Inocentes e inconseqüentes são também
os jovens que chutam latas de lixo e andam como se fossem
os donos da rua no final de Água-viva.
Seus futuros brilham sobre suas cabeças. Kyoshi
Kurosawa expõe uma outra (e radical) forma de
ocupação das ruas. O corte também
transfere o filme do abraço (dessa vez entre
um pai e um filho que se adotaram mutuamente) para a
deambulação, mas aqui vemos um movimento
em bando. É como um trajeto migratório
de pássaros urbanos, que saem dos seus quartos
para povoar a cidade.
E há o outro movimento de conjunto, este imigratório,
que transporta da África para a França
um dos sorrisos mais belos da humanidade (A Ferida).
Após esconder seu rosto numa cena no metrô,
na primeira parte do filme (em que seu corpo ainda estava
marcado pela "ferida"), a personagem faz o
mesmo trajeto mais para o final, mas desta vez ela não
só mostra o rosto como abre um apaixonante sorriso.
Depois, o passeio pela calçada, de mãos
dadas com o irmão, enquanto a música "Atmosphere",
do Joy Division, surge em fade in. O passeio termina
com ela comprando um par de óculos escuros –
escolhendo uma forma própria de ver o mundo.

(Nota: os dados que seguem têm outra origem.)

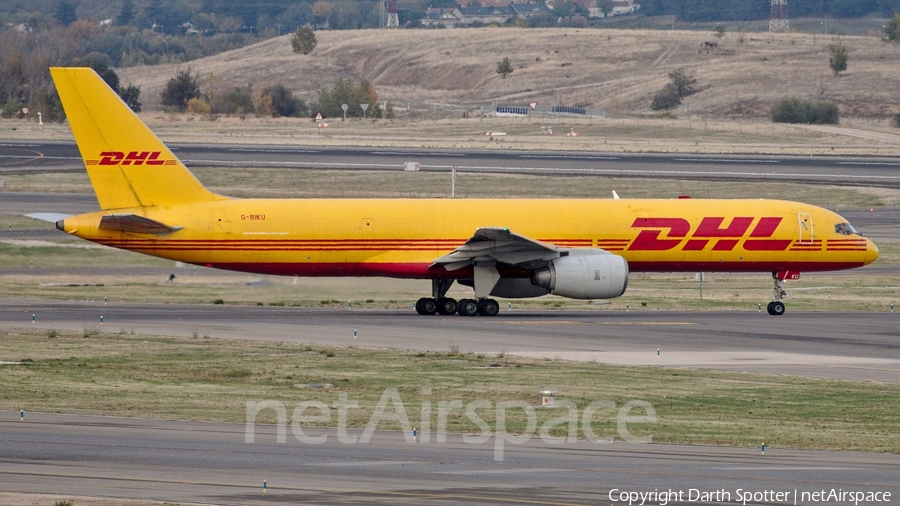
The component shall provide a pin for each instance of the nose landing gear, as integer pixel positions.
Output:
(776, 307)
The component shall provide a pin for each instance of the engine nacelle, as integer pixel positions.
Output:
(591, 274)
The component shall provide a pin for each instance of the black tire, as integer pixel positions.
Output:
(777, 308)
(447, 306)
(488, 307)
(467, 307)
(426, 306)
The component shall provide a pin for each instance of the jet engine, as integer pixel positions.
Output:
(590, 274)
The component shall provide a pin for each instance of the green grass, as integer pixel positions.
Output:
(211, 379)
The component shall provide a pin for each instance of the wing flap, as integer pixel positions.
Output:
(51, 217)
(135, 224)
(498, 245)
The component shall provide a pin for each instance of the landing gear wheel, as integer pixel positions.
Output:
(775, 308)
(446, 306)
(468, 307)
(426, 306)
(488, 307)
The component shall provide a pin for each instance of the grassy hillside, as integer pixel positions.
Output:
(615, 70)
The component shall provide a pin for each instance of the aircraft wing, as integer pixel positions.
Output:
(51, 217)
(136, 224)
(499, 245)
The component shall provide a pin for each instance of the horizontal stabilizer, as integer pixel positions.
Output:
(135, 224)
(51, 217)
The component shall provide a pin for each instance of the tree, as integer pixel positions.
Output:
(126, 13)
(793, 110)
(131, 94)
(680, 85)
(563, 8)
(839, 57)
(683, 82)
(304, 40)
(320, 11)
(284, 103)
(605, 6)
(65, 13)
(720, 30)
(180, 89)
(350, 92)
(504, 67)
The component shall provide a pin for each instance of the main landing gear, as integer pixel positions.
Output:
(776, 307)
(440, 304)
(464, 307)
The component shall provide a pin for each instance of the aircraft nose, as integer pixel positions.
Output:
(871, 252)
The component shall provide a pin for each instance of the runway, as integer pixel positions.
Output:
(859, 346)
(211, 463)
(885, 172)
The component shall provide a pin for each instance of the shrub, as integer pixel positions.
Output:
(350, 92)
(284, 103)
(12, 108)
(504, 67)
(793, 110)
(180, 89)
(197, 106)
(304, 40)
(838, 57)
(238, 100)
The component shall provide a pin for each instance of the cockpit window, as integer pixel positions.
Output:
(845, 229)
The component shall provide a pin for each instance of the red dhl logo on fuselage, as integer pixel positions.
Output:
(132, 158)
(709, 230)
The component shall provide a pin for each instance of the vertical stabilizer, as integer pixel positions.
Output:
(128, 165)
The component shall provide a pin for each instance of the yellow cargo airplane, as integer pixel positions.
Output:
(582, 249)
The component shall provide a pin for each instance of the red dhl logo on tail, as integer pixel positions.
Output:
(132, 158)
(709, 230)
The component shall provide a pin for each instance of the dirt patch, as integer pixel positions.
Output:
(608, 69)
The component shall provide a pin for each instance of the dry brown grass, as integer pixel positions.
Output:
(615, 70)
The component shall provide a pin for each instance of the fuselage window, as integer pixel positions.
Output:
(845, 229)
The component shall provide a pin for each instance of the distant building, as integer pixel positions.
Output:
(620, 8)
(447, 18)
(486, 15)
(528, 9)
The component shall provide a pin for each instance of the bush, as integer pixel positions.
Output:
(838, 57)
(197, 106)
(304, 40)
(793, 110)
(284, 103)
(12, 108)
(350, 92)
(238, 100)
(180, 89)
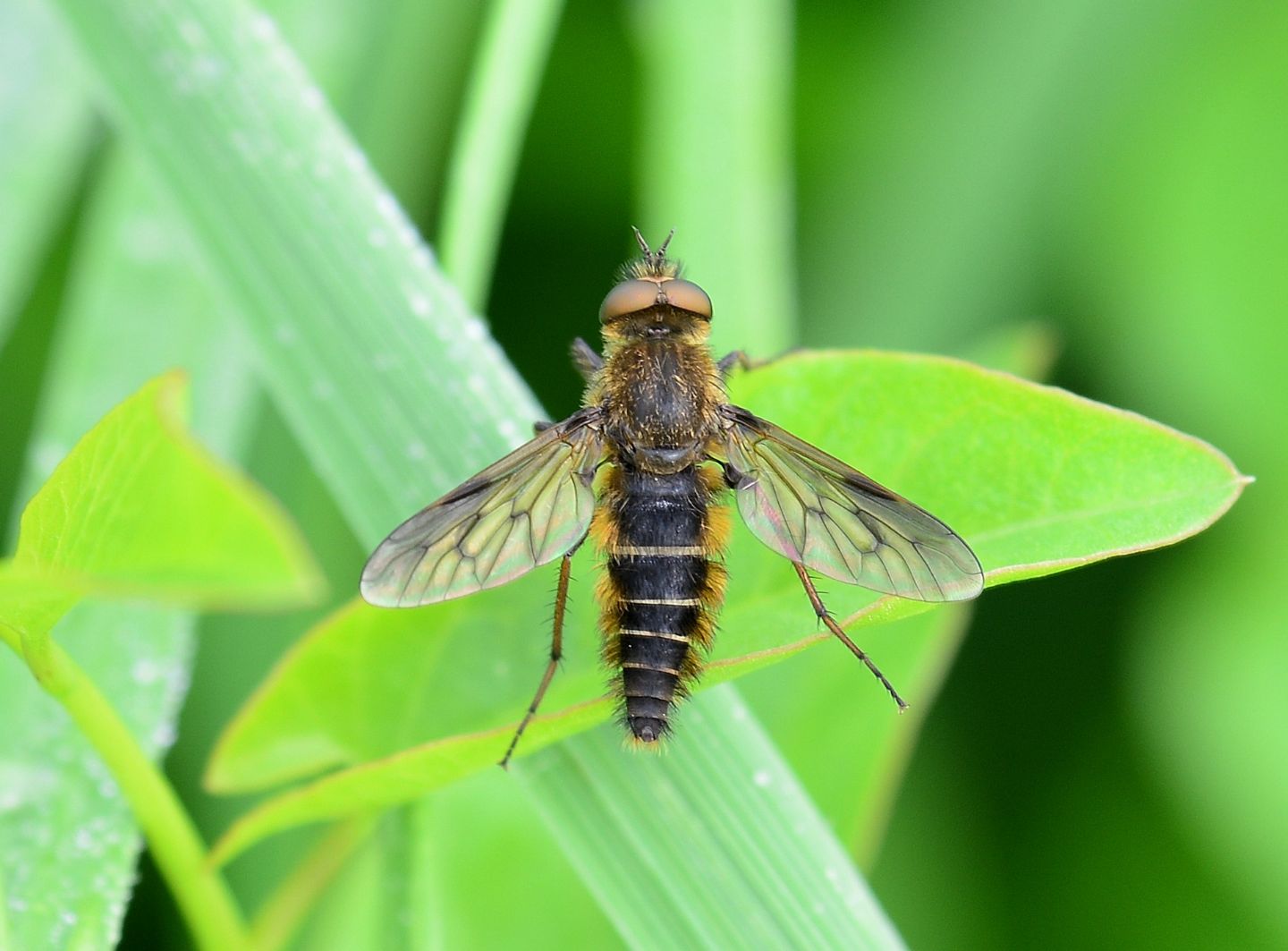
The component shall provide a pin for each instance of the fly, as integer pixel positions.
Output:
(656, 418)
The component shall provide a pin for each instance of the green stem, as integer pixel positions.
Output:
(503, 88)
(283, 913)
(201, 893)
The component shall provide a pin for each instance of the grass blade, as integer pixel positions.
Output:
(713, 880)
(515, 43)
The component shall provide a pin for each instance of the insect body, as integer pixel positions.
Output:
(656, 418)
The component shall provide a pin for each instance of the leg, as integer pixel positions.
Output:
(555, 653)
(843, 638)
(586, 361)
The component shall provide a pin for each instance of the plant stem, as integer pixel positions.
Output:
(503, 89)
(283, 913)
(202, 896)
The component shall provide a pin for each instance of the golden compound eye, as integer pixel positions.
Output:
(626, 298)
(685, 295)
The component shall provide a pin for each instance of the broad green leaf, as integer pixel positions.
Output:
(46, 128)
(1036, 479)
(134, 272)
(88, 534)
(140, 509)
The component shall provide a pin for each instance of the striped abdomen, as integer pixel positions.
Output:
(662, 585)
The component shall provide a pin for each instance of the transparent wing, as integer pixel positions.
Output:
(819, 512)
(521, 512)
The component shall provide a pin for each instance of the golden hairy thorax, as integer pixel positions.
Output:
(660, 395)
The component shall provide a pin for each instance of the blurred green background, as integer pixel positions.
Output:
(1106, 763)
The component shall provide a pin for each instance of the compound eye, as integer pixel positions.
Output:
(685, 295)
(628, 298)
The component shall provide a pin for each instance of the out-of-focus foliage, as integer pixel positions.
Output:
(1104, 766)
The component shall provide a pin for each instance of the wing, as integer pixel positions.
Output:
(819, 512)
(521, 512)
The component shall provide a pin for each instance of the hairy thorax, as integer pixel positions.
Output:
(661, 400)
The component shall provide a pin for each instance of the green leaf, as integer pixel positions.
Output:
(1036, 479)
(119, 517)
(140, 509)
(46, 125)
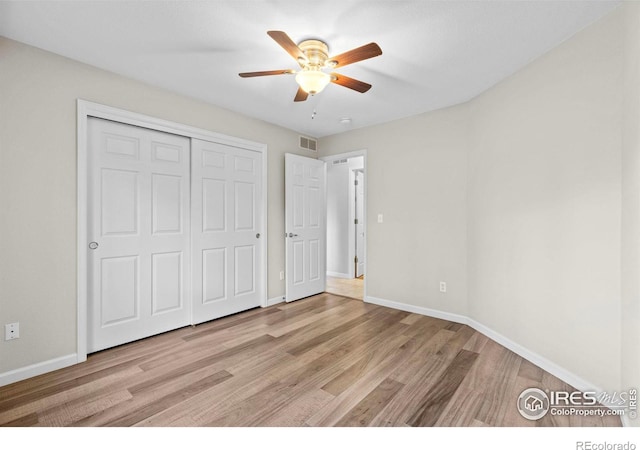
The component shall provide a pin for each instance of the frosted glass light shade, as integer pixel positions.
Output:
(312, 81)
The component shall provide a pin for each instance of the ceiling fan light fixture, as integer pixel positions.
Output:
(312, 81)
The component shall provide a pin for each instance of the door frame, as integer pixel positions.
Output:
(329, 160)
(86, 109)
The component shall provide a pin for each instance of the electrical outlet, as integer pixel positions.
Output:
(11, 331)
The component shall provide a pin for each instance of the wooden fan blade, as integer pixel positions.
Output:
(265, 73)
(351, 83)
(301, 95)
(357, 54)
(285, 42)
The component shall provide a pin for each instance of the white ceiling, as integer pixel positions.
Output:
(435, 53)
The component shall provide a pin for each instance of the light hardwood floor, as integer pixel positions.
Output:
(323, 361)
(347, 287)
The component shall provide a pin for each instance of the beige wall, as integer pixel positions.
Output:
(38, 92)
(526, 200)
(544, 205)
(631, 203)
(529, 224)
(416, 177)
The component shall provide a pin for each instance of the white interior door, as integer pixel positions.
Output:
(138, 222)
(305, 221)
(359, 219)
(226, 229)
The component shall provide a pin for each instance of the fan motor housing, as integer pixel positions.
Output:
(317, 52)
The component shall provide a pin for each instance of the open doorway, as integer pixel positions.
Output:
(346, 224)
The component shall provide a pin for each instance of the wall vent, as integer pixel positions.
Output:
(308, 144)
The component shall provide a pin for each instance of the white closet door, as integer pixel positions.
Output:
(226, 229)
(139, 227)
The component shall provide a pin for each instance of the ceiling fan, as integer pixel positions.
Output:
(313, 57)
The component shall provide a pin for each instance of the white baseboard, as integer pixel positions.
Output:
(275, 300)
(37, 369)
(540, 361)
(338, 275)
(418, 310)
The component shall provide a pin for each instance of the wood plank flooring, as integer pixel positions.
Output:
(346, 287)
(323, 361)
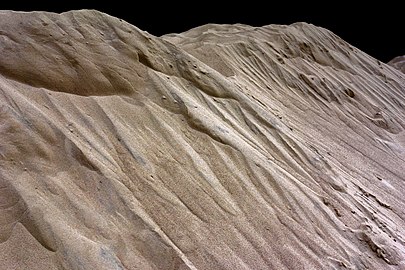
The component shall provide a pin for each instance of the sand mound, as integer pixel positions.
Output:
(223, 147)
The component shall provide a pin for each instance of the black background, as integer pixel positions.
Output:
(377, 27)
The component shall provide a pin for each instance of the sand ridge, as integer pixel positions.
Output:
(223, 147)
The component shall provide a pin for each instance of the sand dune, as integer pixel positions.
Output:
(223, 147)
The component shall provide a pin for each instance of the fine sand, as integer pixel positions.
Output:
(224, 147)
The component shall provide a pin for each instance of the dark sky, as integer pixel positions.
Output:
(376, 28)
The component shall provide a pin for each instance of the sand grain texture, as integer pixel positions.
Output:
(223, 147)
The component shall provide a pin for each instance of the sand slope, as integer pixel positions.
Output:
(224, 147)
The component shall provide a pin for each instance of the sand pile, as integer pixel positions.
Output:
(223, 147)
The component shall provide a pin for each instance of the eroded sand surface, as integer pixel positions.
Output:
(224, 147)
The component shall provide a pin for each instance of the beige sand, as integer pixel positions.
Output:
(224, 147)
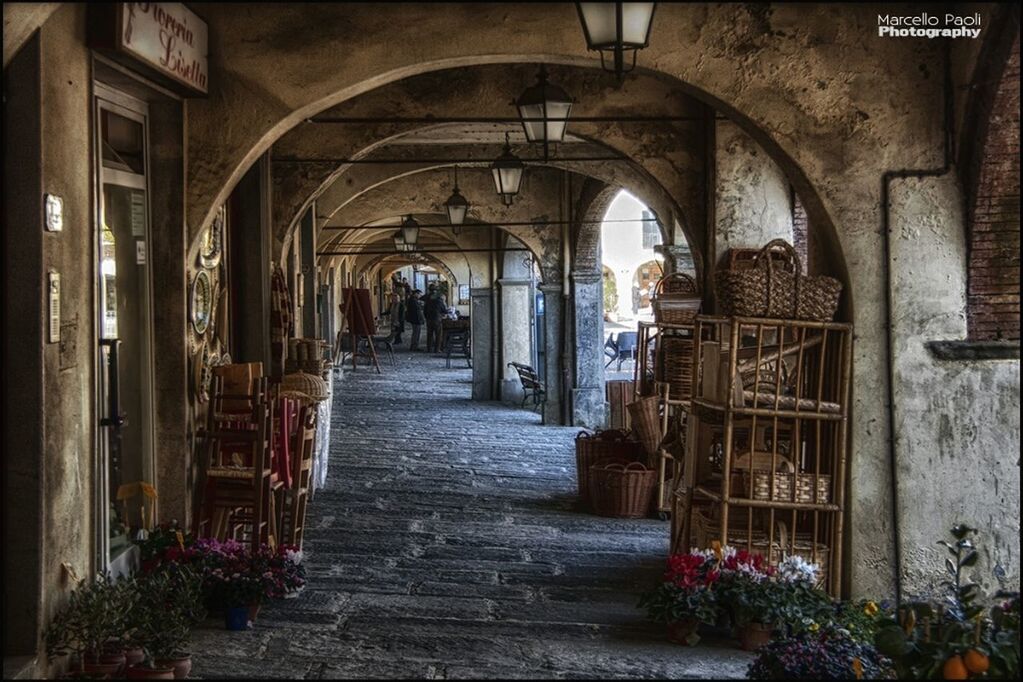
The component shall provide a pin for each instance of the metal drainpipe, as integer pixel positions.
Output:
(889, 301)
(566, 349)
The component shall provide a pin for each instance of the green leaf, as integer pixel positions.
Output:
(891, 641)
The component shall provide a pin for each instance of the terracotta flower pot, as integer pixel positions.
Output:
(141, 673)
(134, 655)
(181, 664)
(104, 668)
(236, 618)
(754, 635)
(683, 632)
(254, 610)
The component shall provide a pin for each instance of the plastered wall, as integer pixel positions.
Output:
(958, 422)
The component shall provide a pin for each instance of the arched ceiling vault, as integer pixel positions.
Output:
(665, 158)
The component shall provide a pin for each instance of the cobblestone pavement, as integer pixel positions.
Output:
(446, 545)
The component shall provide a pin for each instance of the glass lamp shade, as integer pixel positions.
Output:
(456, 207)
(544, 110)
(410, 232)
(601, 24)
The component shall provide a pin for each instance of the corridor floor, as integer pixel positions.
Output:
(446, 545)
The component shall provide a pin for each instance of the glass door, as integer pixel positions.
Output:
(124, 321)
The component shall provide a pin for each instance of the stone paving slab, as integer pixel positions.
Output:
(448, 544)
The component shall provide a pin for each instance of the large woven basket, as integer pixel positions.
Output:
(676, 300)
(777, 288)
(706, 530)
(675, 365)
(624, 491)
(310, 384)
(591, 448)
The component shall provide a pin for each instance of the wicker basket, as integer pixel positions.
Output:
(646, 417)
(706, 530)
(675, 365)
(310, 384)
(786, 480)
(591, 448)
(624, 491)
(676, 300)
(777, 288)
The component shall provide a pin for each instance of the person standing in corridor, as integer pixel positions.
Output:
(397, 312)
(435, 309)
(413, 313)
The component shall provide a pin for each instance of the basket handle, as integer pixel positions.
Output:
(690, 282)
(792, 258)
(613, 435)
(743, 461)
(783, 537)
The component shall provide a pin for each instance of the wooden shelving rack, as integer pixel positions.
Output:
(672, 391)
(766, 437)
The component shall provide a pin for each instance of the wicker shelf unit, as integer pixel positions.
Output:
(664, 368)
(766, 440)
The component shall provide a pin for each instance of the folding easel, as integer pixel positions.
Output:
(354, 308)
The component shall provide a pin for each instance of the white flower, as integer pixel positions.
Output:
(796, 570)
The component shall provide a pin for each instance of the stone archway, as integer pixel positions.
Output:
(833, 137)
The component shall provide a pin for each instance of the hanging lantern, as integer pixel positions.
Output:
(507, 173)
(617, 28)
(544, 110)
(456, 207)
(399, 241)
(409, 232)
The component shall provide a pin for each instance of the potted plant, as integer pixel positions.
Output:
(172, 602)
(954, 635)
(749, 593)
(821, 653)
(92, 618)
(685, 597)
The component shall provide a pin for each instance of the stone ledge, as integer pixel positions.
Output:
(967, 350)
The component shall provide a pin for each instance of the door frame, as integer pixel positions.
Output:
(105, 97)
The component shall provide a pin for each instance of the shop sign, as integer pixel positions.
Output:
(169, 37)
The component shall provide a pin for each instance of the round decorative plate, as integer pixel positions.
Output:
(202, 302)
(213, 242)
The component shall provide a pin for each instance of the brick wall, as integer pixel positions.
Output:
(993, 292)
(800, 230)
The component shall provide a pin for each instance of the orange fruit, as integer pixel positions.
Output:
(976, 662)
(954, 669)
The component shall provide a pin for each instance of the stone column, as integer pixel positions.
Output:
(307, 324)
(481, 319)
(552, 321)
(516, 342)
(679, 256)
(588, 403)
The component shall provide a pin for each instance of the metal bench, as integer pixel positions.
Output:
(531, 385)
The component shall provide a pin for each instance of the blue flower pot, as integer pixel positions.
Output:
(236, 618)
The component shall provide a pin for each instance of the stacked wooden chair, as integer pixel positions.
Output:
(236, 479)
(296, 498)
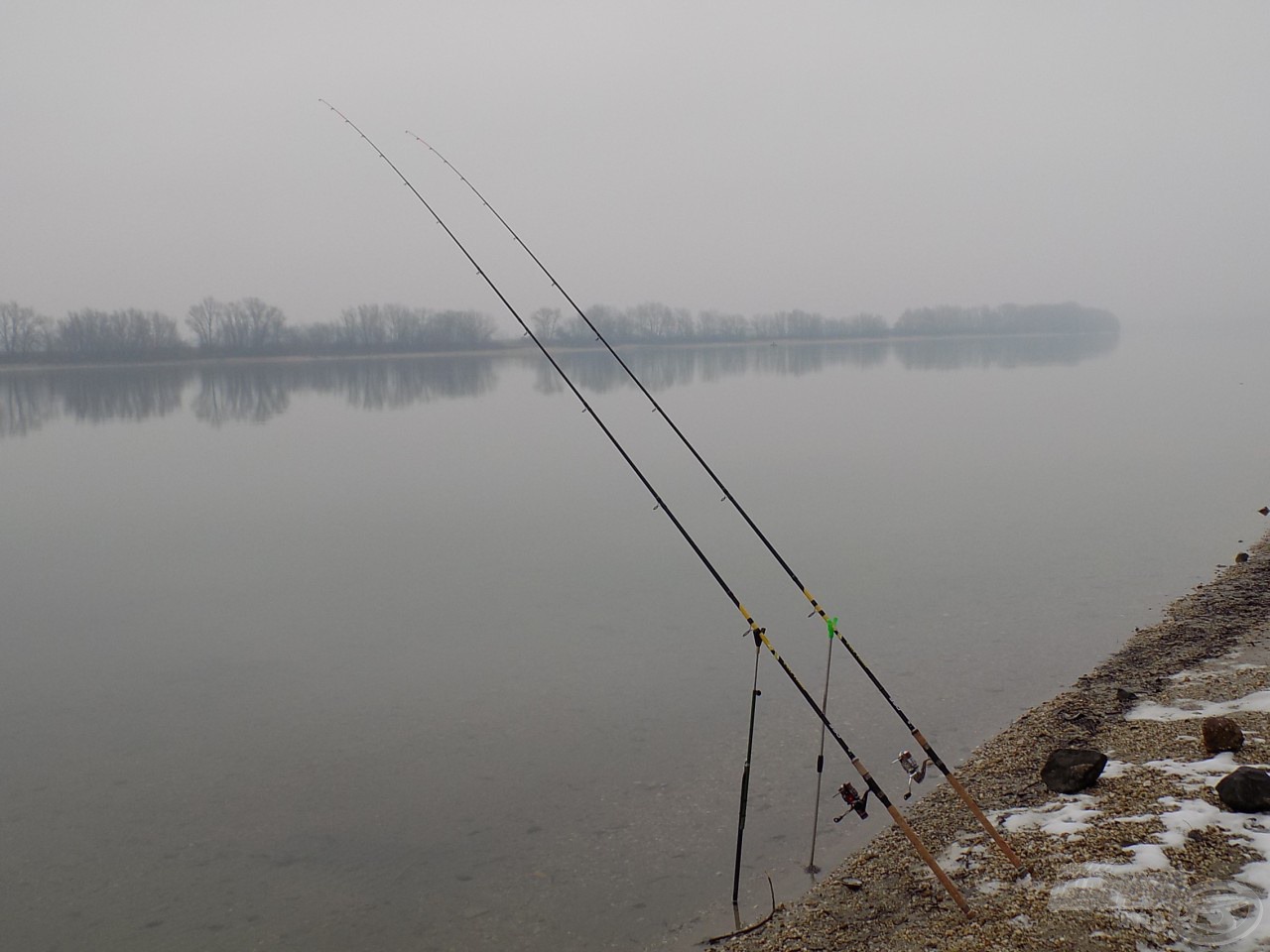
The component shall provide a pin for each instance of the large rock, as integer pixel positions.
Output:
(1072, 770)
(1246, 791)
(1222, 734)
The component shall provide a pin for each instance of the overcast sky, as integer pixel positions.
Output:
(743, 157)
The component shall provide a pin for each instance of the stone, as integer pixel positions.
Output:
(1222, 734)
(1246, 791)
(1072, 770)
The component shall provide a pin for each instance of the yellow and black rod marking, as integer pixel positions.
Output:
(760, 634)
(726, 494)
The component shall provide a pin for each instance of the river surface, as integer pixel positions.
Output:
(397, 654)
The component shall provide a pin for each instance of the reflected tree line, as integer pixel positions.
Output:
(253, 327)
(258, 391)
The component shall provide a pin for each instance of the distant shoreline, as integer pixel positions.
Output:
(516, 349)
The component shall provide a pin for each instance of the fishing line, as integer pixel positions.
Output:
(816, 606)
(758, 633)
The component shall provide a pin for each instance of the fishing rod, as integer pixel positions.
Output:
(744, 780)
(760, 634)
(817, 608)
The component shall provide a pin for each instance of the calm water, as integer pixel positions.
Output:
(397, 655)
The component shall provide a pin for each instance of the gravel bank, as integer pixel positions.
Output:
(1148, 837)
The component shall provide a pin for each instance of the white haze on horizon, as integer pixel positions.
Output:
(828, 157)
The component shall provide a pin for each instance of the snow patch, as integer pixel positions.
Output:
(1185, 710)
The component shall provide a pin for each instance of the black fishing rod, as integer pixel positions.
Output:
(744, 780)
(816, 606)
(758, 633)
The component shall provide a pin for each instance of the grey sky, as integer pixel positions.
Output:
(747, 157)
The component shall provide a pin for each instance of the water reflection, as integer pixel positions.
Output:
(258, 391)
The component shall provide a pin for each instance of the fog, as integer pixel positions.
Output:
(837, 158)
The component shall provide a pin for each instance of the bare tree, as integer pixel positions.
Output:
(22, 330)
(547, 320)
(203, 320)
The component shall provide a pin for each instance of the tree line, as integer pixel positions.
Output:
(252, 326)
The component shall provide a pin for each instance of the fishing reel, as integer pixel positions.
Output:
(853, 801)
(916, 774)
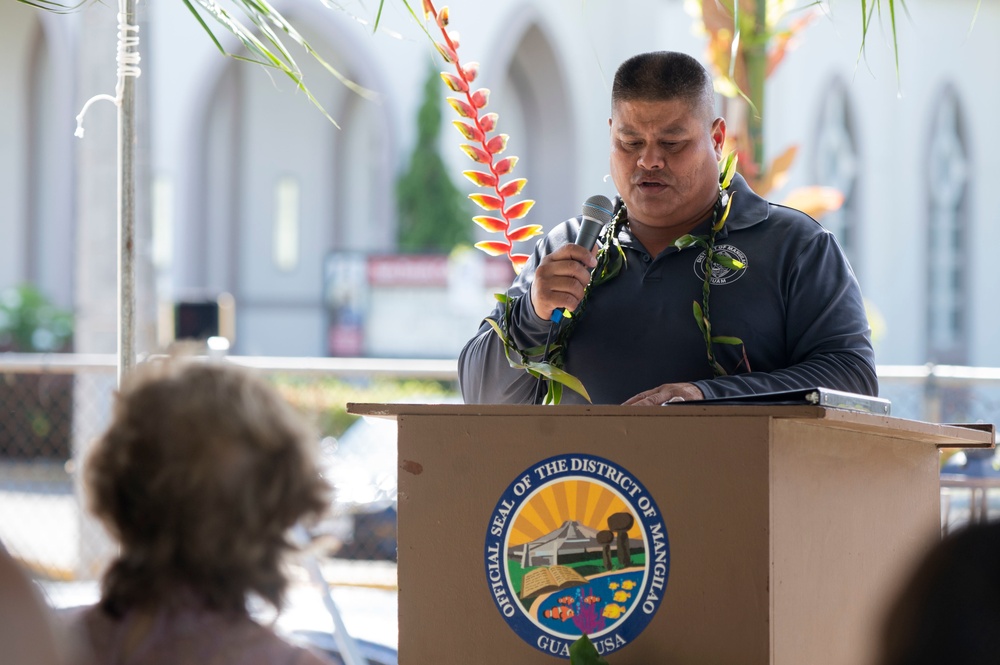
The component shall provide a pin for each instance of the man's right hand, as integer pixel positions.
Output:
(560, 279)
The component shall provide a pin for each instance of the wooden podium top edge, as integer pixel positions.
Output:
(978, 435)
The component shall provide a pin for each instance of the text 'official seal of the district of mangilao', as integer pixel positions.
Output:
(576, 545)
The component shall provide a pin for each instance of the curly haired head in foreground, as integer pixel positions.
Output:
(201, 473)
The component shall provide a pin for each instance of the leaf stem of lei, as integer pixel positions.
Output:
(702, 311)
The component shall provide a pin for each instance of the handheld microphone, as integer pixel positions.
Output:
(597, 211)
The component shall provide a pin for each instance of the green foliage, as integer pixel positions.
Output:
(433, 214)
(29, 322)
(324, 400)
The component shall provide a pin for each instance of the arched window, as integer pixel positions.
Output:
(534, 110)
(947, 190)
(837, 166)
(281, 187)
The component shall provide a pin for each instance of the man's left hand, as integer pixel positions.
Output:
(668, 392)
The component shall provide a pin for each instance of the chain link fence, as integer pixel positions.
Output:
(51, 407)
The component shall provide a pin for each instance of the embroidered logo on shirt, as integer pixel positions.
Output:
(721, 274)
(576, 545)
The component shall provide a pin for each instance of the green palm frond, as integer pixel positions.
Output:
(261, 30)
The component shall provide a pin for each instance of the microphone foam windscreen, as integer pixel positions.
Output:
(598, 207)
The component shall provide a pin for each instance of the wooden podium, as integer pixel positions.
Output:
(790, 527)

É algo não muito distante do "cinéma
de l’attachement" proposto por Robert Guédiguian
(História de Marius e Jeanette, Marie-Jo
e Seus Dois Amores): uma questão de laços
– humanos, certamente, mas dotados de todas as esferas
possíveis. Curioso que A Ferida e Marie-jo,
filmes tão diferentes que são, terminem
com o mesmo princípio de enquadramento: a câmera
apontada para baixo, na traseira de um veículo
em movimento, registrando de um lado a poeira que fica
para trás do caminhão, do outro as águas
revolvidas pelo barco que segue. Tem sempre alguma coisa
ficando para trás – donde a necessidade, que
o diga Manoel de Oliveira, de se viajar ao princípio
da memória (em A Ferida, a intensa circulação
de narrativas pessoais de percalços vividos),
que é também o princípio do mundo.
Em Vai-e-vem, a questão se condensa de
uma maneira distinta (e, obviamente, extraordinária):
sentindo a proximidade da morte, João Vuvu se
recusa a permanecer no hospital, pois prefere estar
lá fora, prefere sair e ver não importa
o quê, mas simplesmente ver. Se em praticamente
todo o filme suas perambulações são
individuais, é porque a única forma de
realmente absorver a poesia da vida é estando
a sós com o mundo. E estar a sós com o
mundo não representa apenas um paradoxo da solidão:
significa querer conhecê-lo, mas sem pedir o mesmo
em troca (somente assim se ouvem os versos).
Luiz Carlos Oliveira Jr.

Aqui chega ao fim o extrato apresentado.